One of my students has spent much of her working life looking at India’s women rulers, and the idea of learning about a comparable Thai queen was enough motivation to go to Lamphun. Apparently, in establishing her authority, Camadevi had to fight off all kinds of attacks, and her success depended in no small measure on the valour of her war elephant. One of Camadevi’s enemies, after having seen “the dazzling red rays on the tip of the tusks of the white elephant”, was so frightened that he “fled from there unable to remain in the battle-field”. When this elephant died, local legend has it, she built a commemorative stupa on the outskirts of Lamphun, in which she got his tusks buried. A stupa which stands there attracts much worship. The regular offerings of sugarcane stalks and bananas are such that any elephant, even the spirit of a dead one, would hugely enjoy.

More Ashokan than Ashoka

But coming back to Camadevi, in this she was even more Ashokan than Ashoka himself. While both are remembered for their compassion to animals, she took it to a new level by immortalising a little- known four- legged loyal creature. Ashoka, on the other hand, built stupas over the relics of someone who was already haloed, the one and only Buddha.
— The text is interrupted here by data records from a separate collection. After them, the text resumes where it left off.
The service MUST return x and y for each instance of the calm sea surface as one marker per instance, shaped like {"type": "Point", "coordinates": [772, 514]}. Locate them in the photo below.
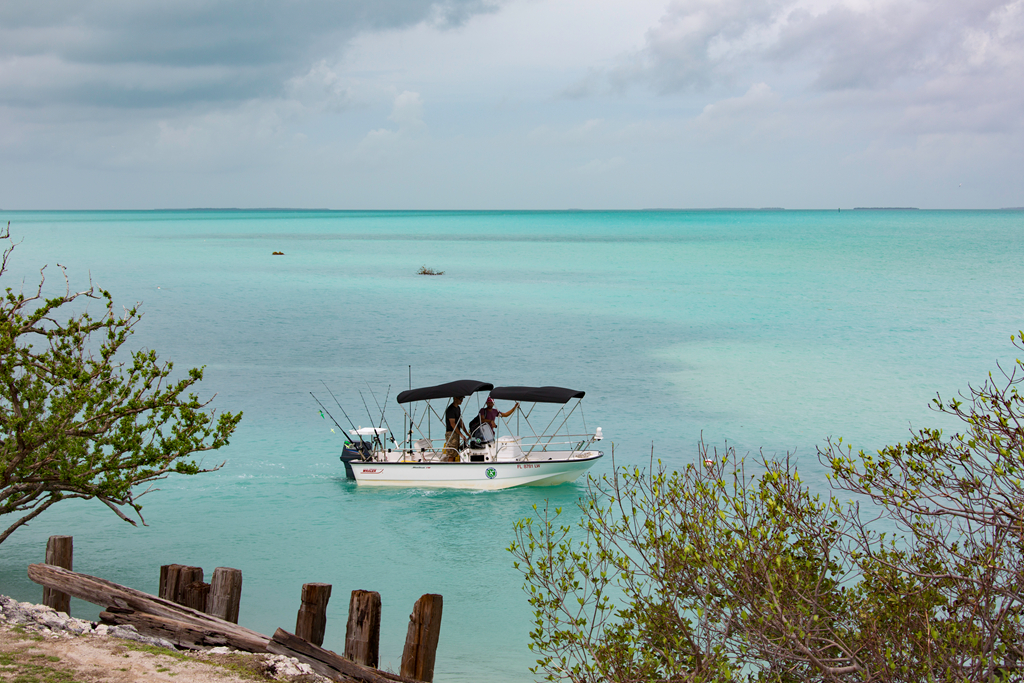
{"type": "Point", "coordinates": [767, 330]}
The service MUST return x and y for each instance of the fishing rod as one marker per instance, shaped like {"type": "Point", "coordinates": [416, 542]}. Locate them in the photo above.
{"type": "Point", "coordinates": [371, 390]}
{"type": "Point", "coordinates": [383, 421]}
{"type": "Point", "coordinates": [342, 410]}
{"type": "Point", "coordinates": [376, 435]}
{"type": "Point", "coordinates": [328, 413]}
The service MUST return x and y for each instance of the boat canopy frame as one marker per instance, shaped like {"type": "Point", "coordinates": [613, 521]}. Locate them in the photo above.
{"type": "Point", "coordinates": [457, 389]}
{"type": "Point", "coordinates": [529, 394]}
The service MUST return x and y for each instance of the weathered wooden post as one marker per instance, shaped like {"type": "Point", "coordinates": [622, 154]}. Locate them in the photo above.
{"type": "Point", "coordinates": [195, 595]}
{"type": "Point", "coordinates": [177, 585]}
{"type": "Point", "coordinates": [59, 550]}
{"type": "Point", "coordinates": [363, 634]}
{"type": "Point", "coordinates": [225, 594]}
{"type": "Point", "coordinates": [421, 640]}
{"type": "Point", "coordinates": [311, 621]}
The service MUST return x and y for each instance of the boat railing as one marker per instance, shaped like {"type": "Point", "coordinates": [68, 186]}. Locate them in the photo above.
{"type": "Point", "coordinates": [433, 449]}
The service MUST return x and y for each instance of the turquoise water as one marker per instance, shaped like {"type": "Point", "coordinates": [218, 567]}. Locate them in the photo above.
{"type": "Point", "coordinates": [769, 330]}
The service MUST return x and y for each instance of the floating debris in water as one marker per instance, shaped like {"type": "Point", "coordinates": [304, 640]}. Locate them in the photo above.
{"type": "Point", "coordinates": [424, 270]}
We Indians are prone to puff up our chests about belonging to a subcontinent where the likes of the Buddha and Gandhi were born. Ironically, instead of imbibing their compassion, we continue to perpetrate cruelty on animals. The massacre of dogs in Tamil Nadu and the slaughter of nilgai in Bihar are only the most recent instances. While Camadevi may be separated from us by geography and chronology, this virtue of the queen of Haripunjaya is one from which India can learn a thing or two.

Nayanjot Lahiri is Professor of History at Ashoka University. She is the author of Ashoka in Ancient India (Permanent Black and Harvard University Press, 2015).